Sunday, October 13, 2013

SPX Weekly Chart Rising Wedge

The weekly closing and intraweek high in July was 1709.67. The weekly closing high in September was 1709.91. The blue line shows this important resistance at 1710 where the stakes are big. The red rising wedges are dominant and exhibit multiple price touches to add to their validity, however, the bumps up against the blue line cannot be ignored for a potentially developing ascending triangle. The 1710 resistance is obviously important since bulls will run higher if it is taken out while bears will flex their muscles to the downside if they hold the line at 1710. However, even if the bears kick price lower, the lower red trend line is key, since bears would need to move under the 1680 level to negate the potential ascending triangle under development. If price breaks above the 1710, the far higher targets of 1780 and perhaps 1800 may come into play.  The two top trend lines would have to be taken out at 1722-ish and 1750.

On the bear side, the two negative divergence smack downs (red arrows) were easy enough to call as  they occurred. The indicators remain weak, however, the political upside orgy last week has done much to raise optimism and fuel the bullishness. Watch the thin red lines for the indicators to see if any move higher occurs as price tests 1710. If negative divergence remains, with price at 1710 or higher, then price will receive another spank down. If the indicators move above the thin lines, the bulls are gathering further upside juice.
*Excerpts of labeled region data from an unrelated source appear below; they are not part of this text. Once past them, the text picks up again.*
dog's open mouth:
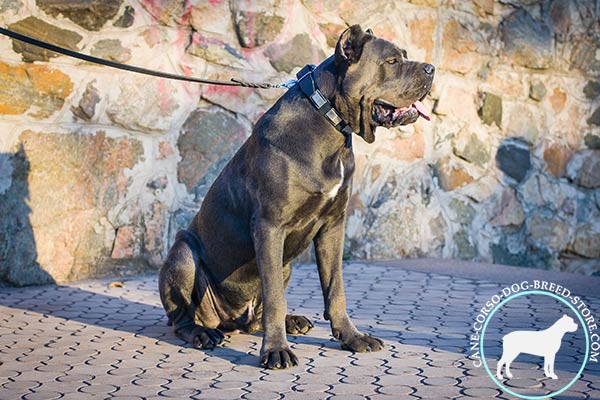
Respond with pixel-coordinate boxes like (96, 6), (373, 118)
(372, 99), (431, 128)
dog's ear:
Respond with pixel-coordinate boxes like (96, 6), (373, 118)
(335, 25), (373, 65)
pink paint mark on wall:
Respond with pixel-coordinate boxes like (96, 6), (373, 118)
(204, 85), (245, 96)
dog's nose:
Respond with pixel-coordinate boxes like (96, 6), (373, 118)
(423, 64), (435, 75)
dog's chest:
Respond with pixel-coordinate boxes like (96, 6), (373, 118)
(325, 162), (345, 199)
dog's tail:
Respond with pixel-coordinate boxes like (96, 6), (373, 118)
(175, 229), (206, 264)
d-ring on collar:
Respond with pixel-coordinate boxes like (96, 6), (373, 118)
(296, 64), (354, 147)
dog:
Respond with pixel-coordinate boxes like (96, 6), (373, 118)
(496, 315), (577, 379)
(159, 25), (435, 369)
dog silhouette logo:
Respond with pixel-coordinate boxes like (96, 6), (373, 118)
(496, 315), (578, 379)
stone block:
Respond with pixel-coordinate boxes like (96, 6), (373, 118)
(0, 62), (73, 118)
(91, 39), (131, 63)
(583, 133), (600, 150)
(113, 6), (135, 28)
(496, 139), (531, 183)
(0, 131), (143, 284)
(529, 81), (548, 101)
(567, 150), (600, 189)
(568, 224), (600, 259)
(440, 18), (491, 74)
(71, 81), (100, 121)
(265, 33), (325, 73)
(8, 16), (82, 62)
(583, 81), (600, 100)
(233, 10), (285, 48)
(478, 92), (502, 128)
(435, 158), (475, 192)
(544, 144), (573, 178)
(490, 188), (525, 228)
(452, 130), (490, 167)
(527, 215), (569, 252)
(106, 74), (182, 132)
(177, 109), (250, 195)
(500, 9), (554, 69)
(36, 0), (123, 31)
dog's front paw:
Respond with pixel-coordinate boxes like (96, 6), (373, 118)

Last week's candlestick is a hammer and an outside reversal week which highlights a potential trend change. This week would need to follow through to the upside to verify the trend change higher. The volume candlesticks show more bullish interest in September than July which brings price higher for another look at or near this 1706-1710 level. Bulls win above 1710. Bears win below 1706. On this weekly basis, if bulls break out above 1710, watch to see if 1722 holds, or not. If bears stay under 1706, watch to see if 1680 holds, or not. Markets are a coin-flip due to the ongoing political circus. President Obama and the Senate turn down all the House's suggestions so the government shutdown and debt ceiling limit theatrics continue. Shutdown is in day 13. Debt ceiling limit is 4 days away. No talks are scheduled today. This information is for educational and entertainment purposes only.  Do not invest based on anything you read or view here.  Consult your financial advisor before making any investment decision.